While in Phnom Penh we visited the horrific killing fields and Tuol Sleng, otherwise known as the S-21 torture site. The Khmer Rouge tortured and killed 20,000 of the Cambodian Khmers at this site. (The estimated total number of people killed by the Khmer Rouge is around 1.4 million, whether by murder or starvation.) Standing in the grassy center of an old high school building cum prison, one can imagine the sticky blood running across the floors and down the outside walls of the torture rooms, smell the stench of skin burning and bodies decaying, hear the cries of mothers as they watched their children being thrown against tree trunks or thrown up in the air and shot, and the shrieks and cries of the tortured falling deaf upon the empty city. The Khmer killed anyone with an education. Anyone who wore spectacles was fair game. First they were tortured, each and every one of them, so that their family members could be identified and also killed. They were forced to eat feces, recieve electric shocks, hang in painful positions, have their livers cut out while they were alive. They were seldom shot, but usually hit with blunt instruments or cut with razor-like palm fronds so as to save bullets. To this day when the area gets a lot of rain, remnants float to the top of the shallow graves...clothing, teeth, bones. The most frightening thing about genocide of this kind is how so many human minds can be influenced to PARTICIPATE in the torture and killing. What makes ordinary men mass murderers? Is it ground in fear, cowardess, peer pressure? Is human sense of morality that fragile, that easily manipulated and changed? And it is so widespread...Ottaman Empire, Russia, Germany, Rwanda, China, Cambodia, Borneo, East Timor...all in the last century.
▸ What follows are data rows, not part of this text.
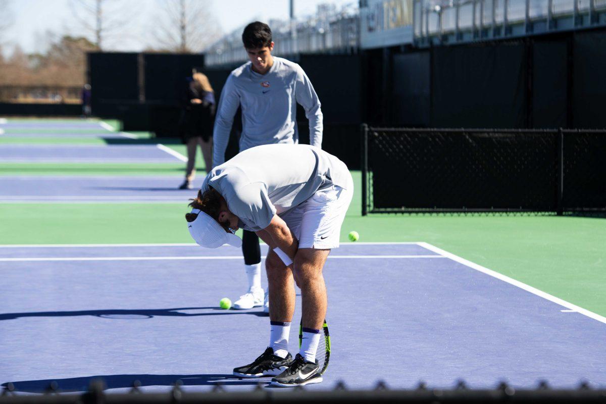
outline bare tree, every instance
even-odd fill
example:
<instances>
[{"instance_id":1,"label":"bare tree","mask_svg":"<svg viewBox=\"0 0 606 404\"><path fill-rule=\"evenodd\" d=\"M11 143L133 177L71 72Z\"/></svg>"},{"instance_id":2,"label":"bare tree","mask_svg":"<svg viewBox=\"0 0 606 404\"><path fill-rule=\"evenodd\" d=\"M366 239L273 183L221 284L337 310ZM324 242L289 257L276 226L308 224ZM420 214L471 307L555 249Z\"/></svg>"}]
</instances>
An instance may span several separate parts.
<instances>
[{"instance_id":1,"label":"bare tree","mask_svg":"<svg viewBox=\"0 0 606 404\"><path fill-rule=\"evenodd\" d=\"M0 41L4 31L13 24L13 13L10 10L12 0L0 0Z\"/></svg>"},{"instance_id":2,"label":"bare tree","mask_svg":"<svg viewBox=\"0 0 606 404\"><path fill-rule=\"evenodd\" d=\"M172 52L202 51L215 41L221 29L209 0L159 0L160 11L152 28L153 49Z\"/></svg>"},{"instance_id":3,"label":"bare tree","mask_svg":"<svg viewBox=\"0 0 606 404\"><path fill-rule=\"evenodd\" d=\"M136 18L136 15L129 13L133 10L129 5L133 5L131 1L70 0L74 17L101 50L107 47L109 37L123 35L124 30Z\"/></svg>"}]
</instances>

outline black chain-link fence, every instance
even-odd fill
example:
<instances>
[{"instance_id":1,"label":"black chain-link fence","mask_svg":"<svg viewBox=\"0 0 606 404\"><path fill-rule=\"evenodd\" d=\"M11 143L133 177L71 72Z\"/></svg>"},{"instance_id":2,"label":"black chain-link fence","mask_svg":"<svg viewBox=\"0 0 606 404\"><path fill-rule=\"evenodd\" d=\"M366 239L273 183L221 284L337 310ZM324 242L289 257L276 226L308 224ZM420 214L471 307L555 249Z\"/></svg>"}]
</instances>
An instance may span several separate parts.
<instances>
[{"instance_id":1,"label":"black chain-link fence","mask_svg":"<svg viewBox=\"0 0 606 404\"><path fill-rule=\"evenodd\" d=\"M94 380L87 391L82 394L61 394L56 383L49 386L44 395L21 396L11 383L7 383L0 394L1 404L170 404L171 403L241 404L242 403L293 404L313 402L315 404L469 404L470 403L508 403L518 404L606 404L606 390L591 388L581 382L576 389L552 389L544 381L536 389L518 389L501 383L492 389L471 389L462 380L452 389L431 388L420 382L415 389L391 389L379 382L374 389L350 390L343 382L331 390L307 391L298 387L289 392L265 388L263 383L249 391L226 391L220 384L206 392L191 392L181 388L178 380L170 392L144 393L136 380L127 393L106 394L102 380Z\"/></svg>"},{"instance_id":2,"label":"black chain-link fence","mask_svg":"<svg viewBox=\"0 0 606 404\"><path fill-rule=\"evenodd\" d=\"M362 126L362 213L606 211L606 131Z\"/></svg>"}]
</instances>

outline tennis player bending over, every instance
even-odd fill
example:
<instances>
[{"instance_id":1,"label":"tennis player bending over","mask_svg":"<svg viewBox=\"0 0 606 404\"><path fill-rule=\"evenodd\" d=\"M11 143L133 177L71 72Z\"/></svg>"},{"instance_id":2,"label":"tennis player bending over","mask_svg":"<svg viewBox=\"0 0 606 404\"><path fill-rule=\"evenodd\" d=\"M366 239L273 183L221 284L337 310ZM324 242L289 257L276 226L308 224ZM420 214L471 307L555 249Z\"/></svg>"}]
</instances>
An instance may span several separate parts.
<instances>
[{"instance_id":1,"label":"tennis player bending over","mask_svg":"<svg viewBox=\"0 0 606 404\"><path fill-rule=\"evenodd\" d=\"M271 384L285 387L322 382L316 360L327 308L322 270L331 248L339 247L353 194L345 164L307 145L253 147L206 176L185 215L196 242L239 247L242 240L233 233L241 227L256 232L270 247L269 346L251 363L234 369L236 376L273 376ZM295 282L301 290L303 339L293 359L288 335Z\"/></svg>"}]
</instances>

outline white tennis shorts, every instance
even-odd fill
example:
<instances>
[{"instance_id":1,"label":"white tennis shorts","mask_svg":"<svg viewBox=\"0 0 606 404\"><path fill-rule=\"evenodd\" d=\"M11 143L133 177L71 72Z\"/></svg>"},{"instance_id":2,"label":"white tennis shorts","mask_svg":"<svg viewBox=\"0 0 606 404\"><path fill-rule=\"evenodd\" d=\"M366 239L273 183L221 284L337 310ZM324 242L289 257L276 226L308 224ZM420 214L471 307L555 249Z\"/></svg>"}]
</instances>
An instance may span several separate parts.
<instances>
[{"instance_id":1,"label":"white tennis shorts","mask_svg":"<svg viewBox=\"0 0 606 404\"><path fill-rule=\"evenodd\" d=\"M341 225L353 196L353 180L345 189L337 185L317 191L280 217L299 240L299 248L336 248Z\"/></svg>"}]
</instances>

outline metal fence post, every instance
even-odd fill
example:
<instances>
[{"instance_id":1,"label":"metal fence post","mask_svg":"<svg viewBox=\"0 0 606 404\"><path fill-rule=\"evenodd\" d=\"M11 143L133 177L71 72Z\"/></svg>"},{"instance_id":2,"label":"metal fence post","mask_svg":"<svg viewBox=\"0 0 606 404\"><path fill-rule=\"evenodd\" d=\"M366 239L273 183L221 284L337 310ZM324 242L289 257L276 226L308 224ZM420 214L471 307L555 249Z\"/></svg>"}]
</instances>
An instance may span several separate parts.
<instances>
[{"instance_id":1,"label":"metal fence post","mask_svg":"<svg viewBox=\"0 0 606 404\"><path fill-rule=\"evenodd\" d=\"M556 209L558 216L564 214L564 132L562 128L558 130L558 200Z\"/></svg>"},{"instance_id":2,"label":"metal fence post","mask_svg":"<svg viewBox=\"0 0 606 404\"><path fill-rule=\"evenodd\" d=\"M368 125L362 124L362 216L368 214Z\"/></svg>"}]
</instances>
Nonviolence means not only avoiding external physical violence but also internal violence of spirit. You not only refuse to shoot a man, but you refuse to hate him. -Martin Luther King Jr.
We spent our last evening in Phnom Penh at a gay bar drinking coctails, where I met a Cambodian pharmacy student who had just finished a lecture in bioethics. Pharmaceutical ethics! The issues they studied were assuring knowledge and licensure of both modern pharmaceuticals and traditional practices, as well as avoiding the huge black market of counterfeit drugs. We said goodbye to Sam, and headed to the small coastal town of Kep, where we spent a few days eating freshly caught peppered crab, drinking wine, and watching the sun set over our next destination...the island of Phu Quoc, Vietnam.